Quota 100 non sarà prorogata dopo quest’anno e il governo vuole scongiurare che i lavoratori ultra-sessantenni si ritrovino dinnanzi a uno “scalone” per andare in pensione. Ad oggi, l’alternativa sarebbe la pensione anticipata con 41 anni e 10 mesi di contributi per le lavoratrici dipendenti e 42 anni e 10 mesi per i lavoratori. In verità, esiste anche Opzione Donna, che consente alle lavoratrici di andare in quiescenza con almeno 30 anni di contributi e 58 anni di età, a certe condizioni.

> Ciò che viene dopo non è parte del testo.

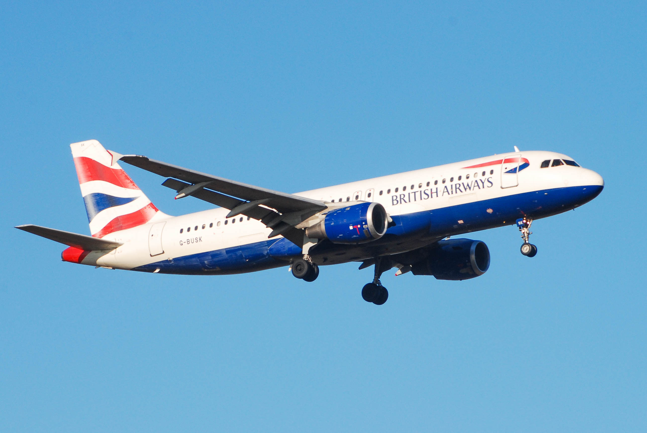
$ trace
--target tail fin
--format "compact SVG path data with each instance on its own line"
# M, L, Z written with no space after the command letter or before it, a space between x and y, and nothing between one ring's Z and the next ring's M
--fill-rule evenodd
M120 155L96 140L70 147L93 236L103 238L164 216L117 164Z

Nelle ultime settimane, avanza proprio l’ipotesi di estendere questa misura e di ampliare la lista dei lavori gravosi con cui permettere il pensionamento prima dei 67 anni di età.

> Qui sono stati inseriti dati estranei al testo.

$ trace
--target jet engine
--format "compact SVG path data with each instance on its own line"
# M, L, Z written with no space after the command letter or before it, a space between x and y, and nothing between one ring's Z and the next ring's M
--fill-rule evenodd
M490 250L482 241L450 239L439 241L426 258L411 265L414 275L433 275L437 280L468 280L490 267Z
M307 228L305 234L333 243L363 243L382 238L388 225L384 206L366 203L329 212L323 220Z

Ma gli economisti Tito Boeri e Roberto Perotti (il primo è stato presidente INPS fino a inizio 2019) hanno lanciato un’altra proposta: consentire ai lavoratori di andare in pensione a 63 anni.

Andare in pensione con il contributivo puro

L’idea dei due sarebbe di potenziare una misura che esiste già, ma che per le condizioni annesse riguarda una platea potenziale sparuta di lavoratori. Oggi come oggi è possibile andare in pensione già a 64 anni e con 20 anni di contributi, ma con l’assegno calcolato interamente con il metodo contributivo. Poiché esso risulta meno conveniente del calcolo retributivo, generalmente l’assegno risulterà più leggero. Tuttavia, possono accedervi solo coloro che potranno percepire con questo calcolo un assegno pari ad almeno 2,8 volte quello sociale.

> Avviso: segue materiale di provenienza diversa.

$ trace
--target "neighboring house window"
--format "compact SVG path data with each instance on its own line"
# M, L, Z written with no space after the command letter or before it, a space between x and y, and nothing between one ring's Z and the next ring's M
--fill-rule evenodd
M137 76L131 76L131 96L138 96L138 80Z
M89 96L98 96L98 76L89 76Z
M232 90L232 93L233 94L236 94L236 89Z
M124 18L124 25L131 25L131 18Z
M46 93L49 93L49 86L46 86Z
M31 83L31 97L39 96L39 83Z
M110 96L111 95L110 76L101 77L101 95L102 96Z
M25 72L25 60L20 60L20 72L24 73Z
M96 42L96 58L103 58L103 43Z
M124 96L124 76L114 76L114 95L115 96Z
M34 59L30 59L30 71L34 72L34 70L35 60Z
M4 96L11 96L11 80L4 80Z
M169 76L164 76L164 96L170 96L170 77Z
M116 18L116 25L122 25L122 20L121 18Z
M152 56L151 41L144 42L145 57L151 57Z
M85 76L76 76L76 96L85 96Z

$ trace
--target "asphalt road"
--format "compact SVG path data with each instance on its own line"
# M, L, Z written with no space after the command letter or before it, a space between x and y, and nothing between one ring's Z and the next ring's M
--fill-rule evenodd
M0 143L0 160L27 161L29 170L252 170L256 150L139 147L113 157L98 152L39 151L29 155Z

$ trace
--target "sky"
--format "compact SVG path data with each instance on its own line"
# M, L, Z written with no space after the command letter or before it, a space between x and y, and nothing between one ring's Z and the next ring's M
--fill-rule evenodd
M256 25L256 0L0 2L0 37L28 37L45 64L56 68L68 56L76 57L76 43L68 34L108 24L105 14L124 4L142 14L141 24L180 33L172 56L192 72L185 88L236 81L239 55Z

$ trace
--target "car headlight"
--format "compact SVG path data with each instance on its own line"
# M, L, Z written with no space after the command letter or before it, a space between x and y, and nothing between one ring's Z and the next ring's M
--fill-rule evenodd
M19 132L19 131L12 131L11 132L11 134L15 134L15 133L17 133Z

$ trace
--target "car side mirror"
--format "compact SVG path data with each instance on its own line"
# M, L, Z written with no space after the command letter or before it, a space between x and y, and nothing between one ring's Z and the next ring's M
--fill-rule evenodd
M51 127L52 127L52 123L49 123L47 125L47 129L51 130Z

Nel 2021, l’assegno sociale è di 460,26 euro mensili. Pertanto, i lavoratori potranno usufruire di questa scorciatoia per andare in pensione, a patto che riescano a percepire non meno di circa 1.290 euro al mese. Si tratta di un importo alla portata di pochi. L’intento del legislatore sarebbe di evitare che i futuri pensionati si ritrovino con assegni troppo bassi, finendo per vivere nell’indigenza. Nella proposta di Boeri-Perotti, si potrebbe andare in pensione anche a 63 anni e sempre con 20 anni di contributi, ma abbassando l’importo mensile unico così determinato a circa 1.000 euro.

Chiaramente, rispetto a un’ipotesi come quota 100, l’importo risulterebbe più basso. Infatti, più bassa l’età alla quale il lavoratore va in pensione, minore il coefficiente di trasformazione. Tenete conto che attualmente, a parità di contributi versati, il primo assegno a 67 anni risulta del 12% più alto di quello che sarebbe percepito a 63 anni. Siamo dinnanzi a una decurtazione media del 3% all’anno, almeno per questa fascia di età. La misura consentirebbe alle future generazioni di usufruire di una modalità flessibile con cui andare in pensione, a patto di accettare di percepire un po’ di meno per mezzo del calcolo attuariale.